Others are 11 female legislators who were brutally arrested in Kampala last week as they peacefully marched to Internal Affairs ministry to express their displeasure in the manner in which their colleagues such as the Buvuma Islands District Woman MP, Ms Suzan Nakaziba Mugabi, were arrested by the police.
The 11 female MPs were rescued by Speaker of Parliament Anita Among after she stormed the Central Police Station where the MPs had been detained.
The lawyers have cautioned the police leadership on their continuous reliance on various provisions of the Public Order Management Act, 2013, which provisions the lawyers said have since been annulled by the courts of law for being unconstitutional as they curtail people’s rights to peacefully assemble and demonstrate that are provided for in the Constitution.
In March, the Constitutional Court quashed Sections 5 and 10 of the POMA that banned unauthorised demonstrations and public meetings.
In their findings, the five justices of the Constitutional Court held that these sections, to the extent of imposing penal sanctions on organisers and participants in peaceful public meetings, including demonstrations and assemblies, contravened the Constitution and therefore, were null and void.
The court made the decision when considering a criminal case against the president of Opposition National Unity Platform (NUP) party, Mr Robert Kyagulanyi, aka Bobi Wine, for having participated in demonstrations against high taxes in 2018.
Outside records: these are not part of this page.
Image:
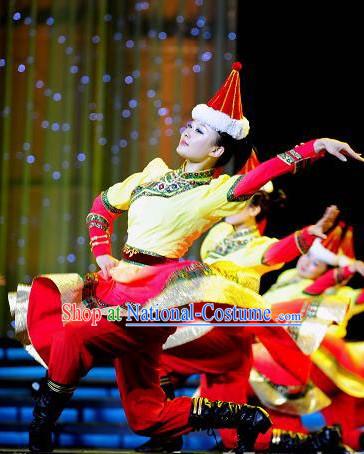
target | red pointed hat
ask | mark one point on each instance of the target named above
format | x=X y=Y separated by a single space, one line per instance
x=224 y=111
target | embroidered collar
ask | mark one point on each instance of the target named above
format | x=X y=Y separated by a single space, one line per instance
x=253 y=231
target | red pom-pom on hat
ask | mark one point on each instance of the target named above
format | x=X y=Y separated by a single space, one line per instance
x=224 y=111
x=237 y=66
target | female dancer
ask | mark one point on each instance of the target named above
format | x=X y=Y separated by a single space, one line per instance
x=167 y=211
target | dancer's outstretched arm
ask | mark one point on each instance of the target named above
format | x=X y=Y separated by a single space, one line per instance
x=334 y=277
x=287 y=162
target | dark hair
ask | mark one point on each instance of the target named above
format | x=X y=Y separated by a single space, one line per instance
x=232 y=148
x=266 y=201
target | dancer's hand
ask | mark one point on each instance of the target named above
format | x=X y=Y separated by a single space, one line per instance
x=357 y=267
x=336 y=148
x=106 y=263
x=325 y=223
The decision of the court meant that no person could be criminally charged for getting involved in a peaceful demonstration without first seeking permission from the Inspector General of Police as envisaged under Sections 5 and 10 of the Act.
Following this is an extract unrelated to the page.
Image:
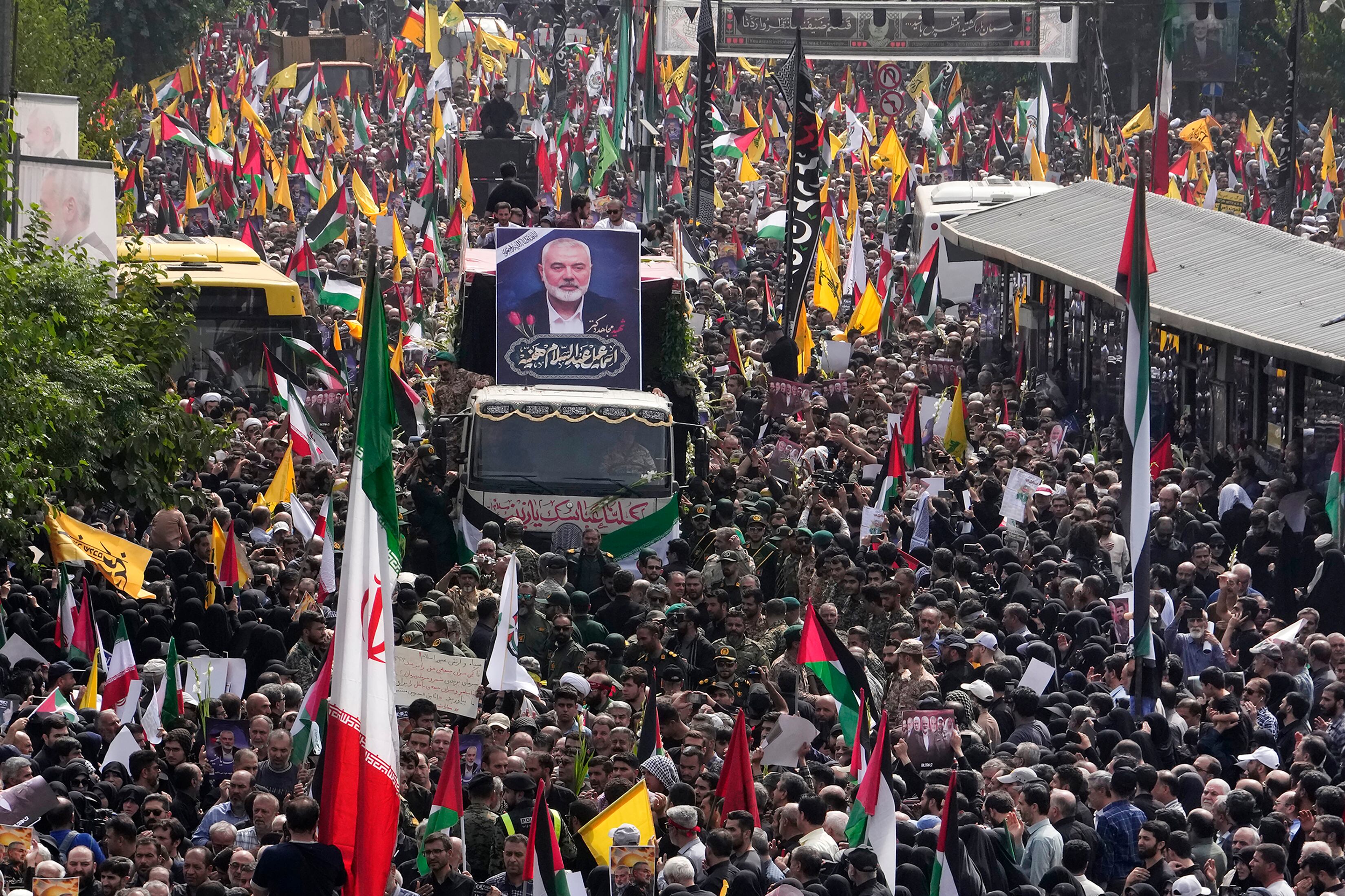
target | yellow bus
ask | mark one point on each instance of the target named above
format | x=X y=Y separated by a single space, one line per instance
x=243 y=306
But shortly after the said judgment, the police came out to say there were more laws that they could rely on to break up “unauthorised” assemblies.
“This doesn’t mean that the police don’t have powers to regulate unlawful assemblies. The law provides for the regulation of illegal assemblies under the Penal Code Act. Therefore, we still have powers in place to disperse unlawful assemblies and riots,” Mr Fred Enanga, the police spokesperson, told journalists, a few days after the Constitutional Court decision on POMA.